'Tis a rough time to work for a linguistics company in Afghanistan. For much of the day, and I anticipate, the near future, I have been fielding accusatory questions from friends and family. Among those more intimate with my position, there have even been calls that I turn whistleblower myself, considering some the shenanigans I have witnessed.
There is certainly a strong ethical argument to be made for walking away. I am frustrated, and sometimes horrified, at the implications of a providing a substandard product, which is to say, linguists. Moreover, I have personally questioned the abilities of linguists hired in the US on more than one occasion. There was the time when shoddy interpretation from a US hire nearly cost a local linguist his visa application, or again when several soldiers complained to me that their linguist did not know mission-specific language, including the Dari word for rocket (it turns out to be…rocket. Fantastic).
When followed to their most extreme consequences, such deficiencies could jeopardize both the US mission in Afghanistan and soldiers lives. Honestly, I'm not always sure if the instances are the result of simple ineptitude or something more insidious. Either way, they need to be investigated and addressed with promptness and gravitas.
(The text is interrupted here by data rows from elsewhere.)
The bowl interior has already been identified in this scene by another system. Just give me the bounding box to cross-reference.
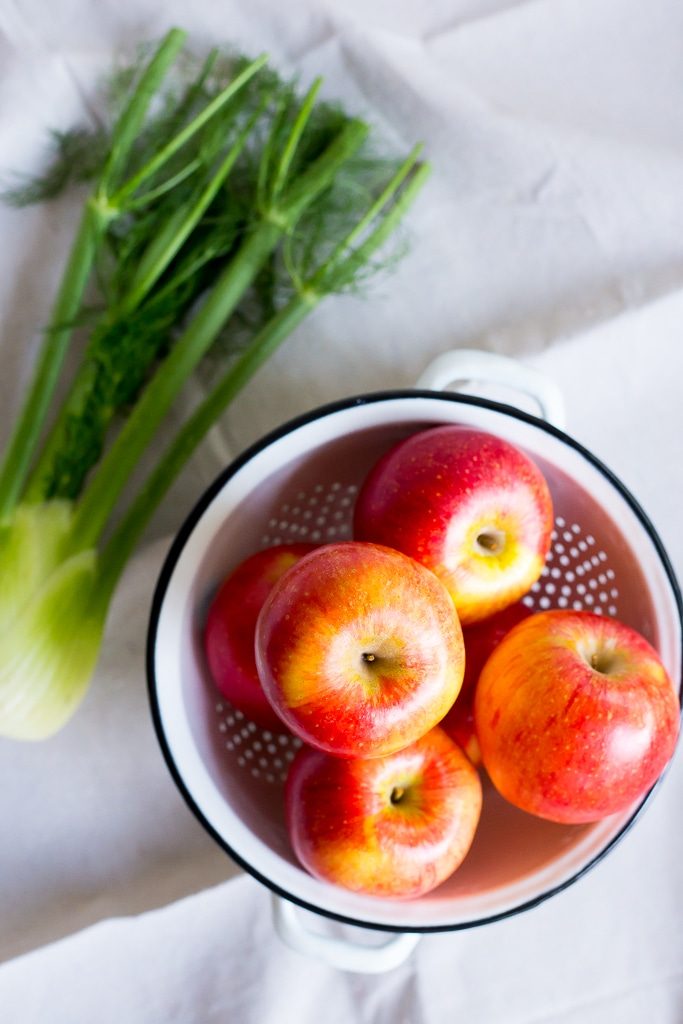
[152,395,681,930]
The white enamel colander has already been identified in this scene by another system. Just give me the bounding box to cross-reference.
[147,351,682,972]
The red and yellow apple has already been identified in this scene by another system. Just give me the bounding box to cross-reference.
[474,610,679,823]
[204,544,314,731]
[256,541,464,758]
[285,727,481,899]
[354,425,553,626]
[439,601,531,765]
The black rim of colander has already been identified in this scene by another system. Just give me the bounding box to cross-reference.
[146,388,683,934]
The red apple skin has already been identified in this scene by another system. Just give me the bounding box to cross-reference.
[353,425,553,626]
[439,601,531,765]
[204,544,314,732]
[256,541,464,758]
[285,727,481,899]
[474,610,680,824]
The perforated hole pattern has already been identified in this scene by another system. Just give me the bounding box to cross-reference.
[215,482,620,785]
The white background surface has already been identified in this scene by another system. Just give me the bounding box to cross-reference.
[0,0,683,1024]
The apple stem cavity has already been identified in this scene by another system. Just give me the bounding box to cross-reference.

Unfortunately, at least in my case, these concerns seem to fall on deaf ears. Whether this is reaction is warranted or not, I often feel that certain actors at the Corporate office are more content adhere to the letter of our policies and contracts over the spirit, as the latter is too hard on the profit margin. I had a dim view of it before, but now any faith I had in the reality of corporate social responsibility has gone up in smoke.
Still, I find myself in the precarious position of having to defend a company I have no particular loyalty to, against allegations I partly agree with. I can't say if it's guilt or a sense of community or what. Human nature is a funny thing.
That said, part of my defense is, I think, warranted. The majority of our linguists, both US hired and local, perform their jobs competently. Admittedly, few are able to do so with a high level of proficiency, but that is in large part because their jobs are nearly impossible. They have to translate the highly vernacular and jargon-heavy expressions of US soldiers (often delivered in regional accents, including Boston, New York, and South Carolina, just to name those floating around Camp Phoenix) into literally hundreds of dialects of Dari and Pashto. This would be a prodigious task for even a professionally trained interpreter, a description that does not remotely fit our linguists. It's unfortunate, but in many instances, even a marginally qualified linguist is better than none at all. And given the numbers requested by the DoD in the face of the surge, marginally qualified is really the best we can deliver at this point.
Even so, much of my defense could legitimately be written off as rationalizing. I was deeply conflicted about my motives for taking this position, and now about those for staying. If I truly believed that the company was callously risking lives, or even mission effectiveness, for profit-maximization, I would have to quit. As yet, I do not believe this to be the case, even as I continue to identify issues with linguist performance. For now, I'll continue to sound the alarm in the hopes that I see some positive reform. In not, I'll be interested to see how long I am able to suspend my ethical imperative before I flee theatre like a rat off a sinking ship.